Deterioration of Growth Hormone (GH) Response and Anterior Pituitary Function in Young Adults with Childhood-Onset GH Deficiency and Ectopic Posterior Pituitary: A Two-Year Prospective Follow-Up Study

Natascia di Iorgi, Andrea Secco, Flavia Napoli, Carmine Tinelli, Annalisa Calcagno, Nadia Fratangeli, Linda Ambrosini, Andrea Rossi, Renata Lorini and Mohamad Maghnie

Departments of Pediatrics (N.d.I., A.S., F.N., A.C., N.F., L.A., R.L., M.M.) and Neuroradiology (A.R.), Istituto di Ricovero e Cura a Carattere Scientifico G. Gaslini Institute, University of Genova, Genova 16147, Italy; and Division of Biometry-Scientific Direction (C.T.), Istituto di Ricovero e Cura a Carattere Scientifico Policlinico San Matteo, Pavia, Pavia 27100, Italy

Address all correspondence and requests for reprints to: Mohamad Maghnie, M.D., Ph.D., Associate Professor of Pediatrics, Department of Pediatrics Istituto di Ricovero e Cura a Carattere Scientifico G. Gaslini, University of Genova, Largo Gerolamo Gaslini, 5, 16147 Genova, Italy. E-mail: mohamadmaghnie{at}ospedale-gaslini.ge.it.

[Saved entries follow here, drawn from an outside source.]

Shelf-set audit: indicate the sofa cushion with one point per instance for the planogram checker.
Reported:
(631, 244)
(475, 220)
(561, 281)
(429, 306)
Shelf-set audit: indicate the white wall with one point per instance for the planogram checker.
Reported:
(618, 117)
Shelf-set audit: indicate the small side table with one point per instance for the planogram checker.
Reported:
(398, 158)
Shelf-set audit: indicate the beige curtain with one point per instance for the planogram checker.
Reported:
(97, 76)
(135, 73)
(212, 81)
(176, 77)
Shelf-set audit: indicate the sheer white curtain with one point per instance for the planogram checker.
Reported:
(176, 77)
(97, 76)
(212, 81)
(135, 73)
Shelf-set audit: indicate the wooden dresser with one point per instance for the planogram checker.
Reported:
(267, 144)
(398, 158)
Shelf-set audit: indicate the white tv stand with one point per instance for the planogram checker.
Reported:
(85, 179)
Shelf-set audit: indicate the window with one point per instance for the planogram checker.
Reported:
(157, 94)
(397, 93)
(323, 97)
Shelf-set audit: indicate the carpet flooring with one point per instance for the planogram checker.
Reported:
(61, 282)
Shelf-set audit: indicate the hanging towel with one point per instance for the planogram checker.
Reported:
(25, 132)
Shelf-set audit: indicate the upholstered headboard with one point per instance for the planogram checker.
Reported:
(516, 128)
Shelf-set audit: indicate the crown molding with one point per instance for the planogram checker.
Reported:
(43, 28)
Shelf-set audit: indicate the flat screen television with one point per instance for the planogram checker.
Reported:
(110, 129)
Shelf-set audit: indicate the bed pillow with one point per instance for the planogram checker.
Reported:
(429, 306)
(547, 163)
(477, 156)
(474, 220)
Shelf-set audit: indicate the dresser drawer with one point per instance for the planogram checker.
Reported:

Context: The current criteria for definition of partial GHD in young adults are still a subject of debate.

Objectives: The objective of the study was to reinvestigate anterior pituitary function in young adults with congenital childhood-onset GHD associated with structural hypothalamic-pituitary abnormalities and normal GH response at the time of first reassessment of GH secretion.

Design and Setting: This was a prospective explorative study conducted in a university research hospital.

Patients and Methods: Thirteen subjects with a mean age of 17.2 ± 0.7 yr and a peak GH after insulin tolerance test (ITT) higher than 5 µg/liter were recruited from a cohort of 42 patients with childhood-onset GHD and ectopic posterior pituitary at magnetic resonance imaging. GH secretion after ITT and GHRH plus arginine, IGF-I concentration, and body mass index, waist circumference, blood pressure, total cholesterol, and fibrinogen were evaluated at baseline and at 2-yr follow-up.

Results: At mean age of 19.2 ± 0.7 yr, the mean peak GH response decreased significantly after ITT (P = 0.00001) and GHRH plus arginine (P = 0.0001). GH peak values after ITT and GHRH plus arginine were less than 5 and 9 µg/liter in 10 and eight patients, respectively. Additional pituitary defects were documented in eight patients. Significant changes were found in the values of IGF-I SD score (P = 0.0026), waist circumference (P = 0.00001), serum total cholesterol (P = 0.00001), and serum fibrinogen (P = 0.0004).

Conclusions: The results of this study underline the importance of further reassessment of pituitary function in young adults with GHD of childhood-onset and poststimulation GH responses suggestive of partial GHD.